Exploring the Biological Nature of Brown and Beige Fat

Over two years ago this blog discussed the possibility of incorporating a specialized preparation routine before exercise in an attempt to stimulate both brown and beige adipose tissue in order to increase the efficiency and overall calorie and fat burning potential of standard exercise. However, that post did not seek to fully understand or discuss the specific biological mechanisms that govern the behavior of brown or beige adipose tissue. This lack of knowledge limits the efficiency for exercise programs as individuals could either be consuming certain foods or performing certain warm-up tasks to increase exercise potential in addition to those suggested in the past blog post. Increasing exercise efficiency could be an easy means to increase the overall health of society without having to devote more precious time to exercise; therefore it would prove useful to better understand the processes that activate these types of fat.

At the most basic level there are two key elements to the fat burning capacity of brown fat. First, brown fat has multiple mitochondria versus the single mitochondria possessed by white fat; these additional mitochondria allow for greater rates of metabolism along with an increased lipid concentration. Also brown fat releases norepinephrine which reacts with lipases to breakdown fat into triglycerides and later to glycerol and non-esterified fatty acids finally producing CO2 and water, which can lead to a positive feedback mechanism.1,2 Second, brown fat contains significant expression rates of uncoupling protein 1 (UCP-1).1 UCP-1 is responsible for dissipating energy, which leads to the decoupling of ATP production and mitochondrial respiration.1 Basically UCP-1 returns protons after they have been pumped out of the mitochondria by the electron transport chain where these protons are released as heat instead of producing energy (i.e. leaking).

It is important to understand that there are two types of brown fat: natural brown fat and intermediate brown fat commonly known as beige fat. Natural brown is typically exemplified by the fat located in the interscapular region and contains cells from muscle-like myf5+ and pax7+ lineage.3 Natural brown fat is typically isolated from white fat and almost entirely synthesized in the prenatal stage of development as a means to produce heat apart from shivering.4 Beige fat is commonly interspaced within white fat, do not have these muscle-like cells (although Myh11 could be involved),5 and can be activated by thermogenic pathway and the strain of exercise. Beige fat also has the potential to influence the conversion of white fat to beige fat through a process commonly called “browning”.6,7

Natural brown fat is thought to have larger concentrations of UCP1-expression because they constitutively express it after differentiation versus beige, which expresses large amounts of UCP-1 in response to thermogenic or exercise cues.1,5 Therefore, natural brown fat is more effective at energy expenditure.
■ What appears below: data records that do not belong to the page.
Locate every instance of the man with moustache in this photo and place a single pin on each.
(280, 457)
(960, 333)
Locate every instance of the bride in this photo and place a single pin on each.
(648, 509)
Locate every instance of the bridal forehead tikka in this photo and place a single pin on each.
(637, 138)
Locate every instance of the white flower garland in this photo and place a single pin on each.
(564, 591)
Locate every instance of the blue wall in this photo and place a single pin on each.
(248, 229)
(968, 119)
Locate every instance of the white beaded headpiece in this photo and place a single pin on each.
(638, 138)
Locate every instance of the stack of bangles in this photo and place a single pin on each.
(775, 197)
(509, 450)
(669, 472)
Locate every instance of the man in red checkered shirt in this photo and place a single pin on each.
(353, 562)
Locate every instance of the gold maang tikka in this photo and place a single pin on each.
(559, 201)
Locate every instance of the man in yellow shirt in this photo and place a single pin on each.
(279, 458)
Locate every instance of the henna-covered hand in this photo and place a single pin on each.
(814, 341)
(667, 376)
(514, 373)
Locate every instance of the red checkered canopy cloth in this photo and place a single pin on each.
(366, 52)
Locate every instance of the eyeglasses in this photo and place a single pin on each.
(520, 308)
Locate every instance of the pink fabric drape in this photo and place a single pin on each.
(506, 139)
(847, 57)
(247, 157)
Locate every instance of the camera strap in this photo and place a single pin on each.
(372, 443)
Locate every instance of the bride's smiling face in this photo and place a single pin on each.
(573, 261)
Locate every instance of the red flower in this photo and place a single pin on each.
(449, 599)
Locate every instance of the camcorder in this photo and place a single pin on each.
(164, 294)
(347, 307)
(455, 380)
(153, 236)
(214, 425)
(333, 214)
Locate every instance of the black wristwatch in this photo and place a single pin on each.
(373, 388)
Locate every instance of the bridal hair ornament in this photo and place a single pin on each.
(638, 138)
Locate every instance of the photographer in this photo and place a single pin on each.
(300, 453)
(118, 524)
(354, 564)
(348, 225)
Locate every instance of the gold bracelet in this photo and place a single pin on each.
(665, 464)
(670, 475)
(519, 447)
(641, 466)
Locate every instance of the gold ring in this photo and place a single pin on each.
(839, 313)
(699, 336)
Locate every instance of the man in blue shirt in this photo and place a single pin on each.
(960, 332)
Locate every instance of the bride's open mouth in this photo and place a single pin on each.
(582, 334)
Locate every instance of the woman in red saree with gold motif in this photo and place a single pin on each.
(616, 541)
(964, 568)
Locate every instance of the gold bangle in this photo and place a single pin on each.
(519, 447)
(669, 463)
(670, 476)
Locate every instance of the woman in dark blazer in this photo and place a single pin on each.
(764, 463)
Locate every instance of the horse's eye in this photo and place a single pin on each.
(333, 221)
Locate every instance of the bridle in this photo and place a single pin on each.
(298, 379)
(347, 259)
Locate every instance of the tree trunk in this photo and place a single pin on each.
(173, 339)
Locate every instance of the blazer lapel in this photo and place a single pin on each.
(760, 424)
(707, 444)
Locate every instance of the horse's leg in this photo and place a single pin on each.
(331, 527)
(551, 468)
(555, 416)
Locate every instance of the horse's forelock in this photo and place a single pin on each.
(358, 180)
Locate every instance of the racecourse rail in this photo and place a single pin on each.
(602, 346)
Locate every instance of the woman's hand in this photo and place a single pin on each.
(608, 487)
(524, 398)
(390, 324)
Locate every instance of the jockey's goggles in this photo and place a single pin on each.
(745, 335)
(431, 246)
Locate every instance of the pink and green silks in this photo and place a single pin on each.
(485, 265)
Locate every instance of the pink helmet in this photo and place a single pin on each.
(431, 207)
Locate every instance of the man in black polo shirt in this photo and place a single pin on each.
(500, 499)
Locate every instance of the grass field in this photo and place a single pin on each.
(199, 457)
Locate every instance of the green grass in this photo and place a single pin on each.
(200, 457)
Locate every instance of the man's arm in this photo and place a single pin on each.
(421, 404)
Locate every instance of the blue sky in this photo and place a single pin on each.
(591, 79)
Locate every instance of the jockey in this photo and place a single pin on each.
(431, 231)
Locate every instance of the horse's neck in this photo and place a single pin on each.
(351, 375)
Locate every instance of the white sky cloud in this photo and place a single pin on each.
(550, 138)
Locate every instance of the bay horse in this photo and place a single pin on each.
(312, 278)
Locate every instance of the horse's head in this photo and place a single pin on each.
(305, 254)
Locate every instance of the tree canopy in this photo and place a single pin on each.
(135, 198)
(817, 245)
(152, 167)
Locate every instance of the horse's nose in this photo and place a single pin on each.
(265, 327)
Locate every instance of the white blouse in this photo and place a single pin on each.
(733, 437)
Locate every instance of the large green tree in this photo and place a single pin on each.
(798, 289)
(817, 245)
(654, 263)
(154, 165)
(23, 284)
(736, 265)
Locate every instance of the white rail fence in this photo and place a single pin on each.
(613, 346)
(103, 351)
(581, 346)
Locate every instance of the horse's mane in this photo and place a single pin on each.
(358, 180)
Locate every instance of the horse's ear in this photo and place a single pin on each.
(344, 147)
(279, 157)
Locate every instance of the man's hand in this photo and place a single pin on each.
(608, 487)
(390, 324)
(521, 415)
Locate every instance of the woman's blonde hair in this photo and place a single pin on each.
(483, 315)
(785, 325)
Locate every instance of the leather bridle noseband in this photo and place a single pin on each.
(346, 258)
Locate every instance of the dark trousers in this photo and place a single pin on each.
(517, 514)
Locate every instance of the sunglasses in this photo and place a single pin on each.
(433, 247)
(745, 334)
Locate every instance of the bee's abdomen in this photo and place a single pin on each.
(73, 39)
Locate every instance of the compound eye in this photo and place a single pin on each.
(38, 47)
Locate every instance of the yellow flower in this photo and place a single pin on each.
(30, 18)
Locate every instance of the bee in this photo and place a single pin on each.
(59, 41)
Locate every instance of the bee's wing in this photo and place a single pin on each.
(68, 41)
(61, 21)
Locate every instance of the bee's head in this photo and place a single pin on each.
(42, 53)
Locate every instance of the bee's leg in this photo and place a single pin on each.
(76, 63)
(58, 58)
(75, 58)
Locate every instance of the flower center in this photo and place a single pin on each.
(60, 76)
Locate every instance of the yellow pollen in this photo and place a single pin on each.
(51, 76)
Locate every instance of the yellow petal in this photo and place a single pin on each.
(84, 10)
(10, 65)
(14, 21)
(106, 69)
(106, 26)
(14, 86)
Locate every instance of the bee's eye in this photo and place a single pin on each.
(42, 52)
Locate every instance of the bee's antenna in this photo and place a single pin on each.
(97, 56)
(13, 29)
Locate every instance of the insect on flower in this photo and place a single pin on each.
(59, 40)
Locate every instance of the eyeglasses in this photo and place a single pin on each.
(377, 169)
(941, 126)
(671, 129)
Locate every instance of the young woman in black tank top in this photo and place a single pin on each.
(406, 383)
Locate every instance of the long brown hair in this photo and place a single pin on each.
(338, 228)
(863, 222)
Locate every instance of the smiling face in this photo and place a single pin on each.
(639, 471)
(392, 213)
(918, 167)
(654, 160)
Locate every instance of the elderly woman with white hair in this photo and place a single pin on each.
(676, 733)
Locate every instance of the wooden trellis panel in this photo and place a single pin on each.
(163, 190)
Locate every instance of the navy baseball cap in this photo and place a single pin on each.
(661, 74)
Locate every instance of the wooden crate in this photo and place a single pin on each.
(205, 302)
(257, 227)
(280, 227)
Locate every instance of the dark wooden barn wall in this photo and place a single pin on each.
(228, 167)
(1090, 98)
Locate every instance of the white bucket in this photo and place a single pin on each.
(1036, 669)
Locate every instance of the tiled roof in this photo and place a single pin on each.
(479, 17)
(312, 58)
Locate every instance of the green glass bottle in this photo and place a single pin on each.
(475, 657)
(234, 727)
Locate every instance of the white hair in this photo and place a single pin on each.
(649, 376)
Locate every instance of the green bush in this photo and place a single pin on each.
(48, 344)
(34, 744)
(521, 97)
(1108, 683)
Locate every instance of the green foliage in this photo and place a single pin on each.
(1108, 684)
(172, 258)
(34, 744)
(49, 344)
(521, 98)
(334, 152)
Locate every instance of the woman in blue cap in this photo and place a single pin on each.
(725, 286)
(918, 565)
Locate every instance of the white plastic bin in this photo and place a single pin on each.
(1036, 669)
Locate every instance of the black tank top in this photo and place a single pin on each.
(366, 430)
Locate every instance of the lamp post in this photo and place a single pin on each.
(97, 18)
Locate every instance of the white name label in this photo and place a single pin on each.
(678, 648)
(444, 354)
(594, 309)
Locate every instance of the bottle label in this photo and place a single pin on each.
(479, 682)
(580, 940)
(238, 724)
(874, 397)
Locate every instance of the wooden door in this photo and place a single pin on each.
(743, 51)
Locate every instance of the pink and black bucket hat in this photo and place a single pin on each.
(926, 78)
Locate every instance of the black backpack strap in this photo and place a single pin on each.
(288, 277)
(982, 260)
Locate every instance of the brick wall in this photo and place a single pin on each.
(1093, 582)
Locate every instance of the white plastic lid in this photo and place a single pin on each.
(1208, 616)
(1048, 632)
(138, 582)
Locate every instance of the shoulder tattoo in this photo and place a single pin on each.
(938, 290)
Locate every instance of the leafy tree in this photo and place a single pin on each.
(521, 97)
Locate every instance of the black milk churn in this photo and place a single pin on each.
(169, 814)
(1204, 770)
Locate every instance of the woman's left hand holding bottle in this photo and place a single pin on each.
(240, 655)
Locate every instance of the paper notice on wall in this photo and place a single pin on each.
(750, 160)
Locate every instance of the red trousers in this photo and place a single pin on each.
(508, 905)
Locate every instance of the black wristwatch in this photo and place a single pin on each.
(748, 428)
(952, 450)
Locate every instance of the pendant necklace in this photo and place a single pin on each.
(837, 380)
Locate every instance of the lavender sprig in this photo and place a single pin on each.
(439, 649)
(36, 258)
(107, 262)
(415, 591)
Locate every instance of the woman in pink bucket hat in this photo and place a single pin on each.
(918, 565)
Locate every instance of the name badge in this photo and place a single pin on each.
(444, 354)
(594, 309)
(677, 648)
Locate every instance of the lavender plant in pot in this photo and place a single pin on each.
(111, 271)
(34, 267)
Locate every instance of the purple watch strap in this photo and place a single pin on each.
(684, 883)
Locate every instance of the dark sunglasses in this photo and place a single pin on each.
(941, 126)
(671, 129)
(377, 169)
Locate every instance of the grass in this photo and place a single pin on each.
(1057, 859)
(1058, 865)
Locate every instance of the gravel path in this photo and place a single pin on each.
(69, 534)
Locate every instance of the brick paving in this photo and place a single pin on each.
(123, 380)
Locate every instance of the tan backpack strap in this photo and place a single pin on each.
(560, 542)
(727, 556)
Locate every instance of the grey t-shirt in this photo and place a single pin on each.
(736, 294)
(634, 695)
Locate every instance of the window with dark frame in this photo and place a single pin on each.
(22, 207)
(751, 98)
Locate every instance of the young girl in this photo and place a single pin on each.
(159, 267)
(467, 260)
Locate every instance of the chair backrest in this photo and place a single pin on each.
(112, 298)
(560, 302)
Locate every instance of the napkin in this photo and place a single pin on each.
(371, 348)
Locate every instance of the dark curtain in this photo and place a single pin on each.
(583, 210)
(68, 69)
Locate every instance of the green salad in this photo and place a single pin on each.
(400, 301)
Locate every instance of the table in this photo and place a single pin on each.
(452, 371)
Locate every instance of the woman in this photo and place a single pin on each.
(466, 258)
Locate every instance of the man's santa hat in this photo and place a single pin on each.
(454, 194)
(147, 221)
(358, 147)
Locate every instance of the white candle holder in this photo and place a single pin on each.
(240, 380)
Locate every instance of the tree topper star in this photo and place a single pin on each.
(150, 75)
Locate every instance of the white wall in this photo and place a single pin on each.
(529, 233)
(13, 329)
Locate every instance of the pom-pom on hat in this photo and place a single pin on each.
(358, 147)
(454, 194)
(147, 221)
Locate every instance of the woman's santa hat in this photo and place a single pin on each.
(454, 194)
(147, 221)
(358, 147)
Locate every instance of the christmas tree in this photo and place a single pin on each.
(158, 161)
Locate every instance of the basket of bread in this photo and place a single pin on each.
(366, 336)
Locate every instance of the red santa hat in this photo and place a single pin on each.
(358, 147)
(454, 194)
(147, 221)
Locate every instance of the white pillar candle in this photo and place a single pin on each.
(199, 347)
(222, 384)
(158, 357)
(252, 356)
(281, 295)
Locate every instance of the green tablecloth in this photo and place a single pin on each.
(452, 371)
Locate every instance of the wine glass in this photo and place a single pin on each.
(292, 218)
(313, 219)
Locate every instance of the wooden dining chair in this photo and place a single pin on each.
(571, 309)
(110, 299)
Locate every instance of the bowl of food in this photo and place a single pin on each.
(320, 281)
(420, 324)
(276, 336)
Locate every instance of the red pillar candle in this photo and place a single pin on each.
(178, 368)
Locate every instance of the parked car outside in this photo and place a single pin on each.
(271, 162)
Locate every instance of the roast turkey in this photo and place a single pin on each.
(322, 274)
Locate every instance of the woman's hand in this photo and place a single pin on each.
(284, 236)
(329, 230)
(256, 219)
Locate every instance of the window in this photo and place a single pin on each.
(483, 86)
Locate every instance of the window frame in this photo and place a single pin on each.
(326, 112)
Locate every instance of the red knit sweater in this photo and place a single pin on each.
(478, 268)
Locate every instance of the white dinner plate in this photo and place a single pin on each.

However, it may not be possible to develop more natural brown fat after development; therefore, any positive progression in brown fat development will come from beige fat.

Early understanding of brown fat activation involved non-discriminate increases in the activity of the sympathetic nervous system (SNS). The standard pathway governing brown fat activation uses a thermogenic response involving the release of norepinephrine, which initiates cAMP-dependent protein kinase (PKA) and p38-MAPK signaling leading to the production of free fatty acids (FFA) through lipolysis due to UCP-1 induced proton uncoupling.4 UCP-1 concentrations are further increased through secondary pathways involving the phosphorylation of PPAR-gamma co-activator 1alpha (PGC1alpha), cAMP response element binding protein (CREB) and activating transcription factor 2 (ATF2).8 Among these three elements PGC1alpha appears to be the most important co-activating many transcription factors and playing an important role in linking oxidative metabolism and mitochondrial action.9

However, due to the complicated nature of SNS activation and its other downstream activators the attempt to replicate it in the form of weight loss drugs like Fenfluoramine or Ephedra resulted in severe negative cardiovascular side effects like elevated blood pressure and heart rate.10 While some argue that either increasing the sensitivity or the rate of simulation to the SNS can improve upon these results, the underlying elements associated with downstream activation of the SNS makes facilitating direct influence too complicated. Therefore, from a biological perspective it makes more sense to focus on a downstream element that interacts with brown fat at a more localized level.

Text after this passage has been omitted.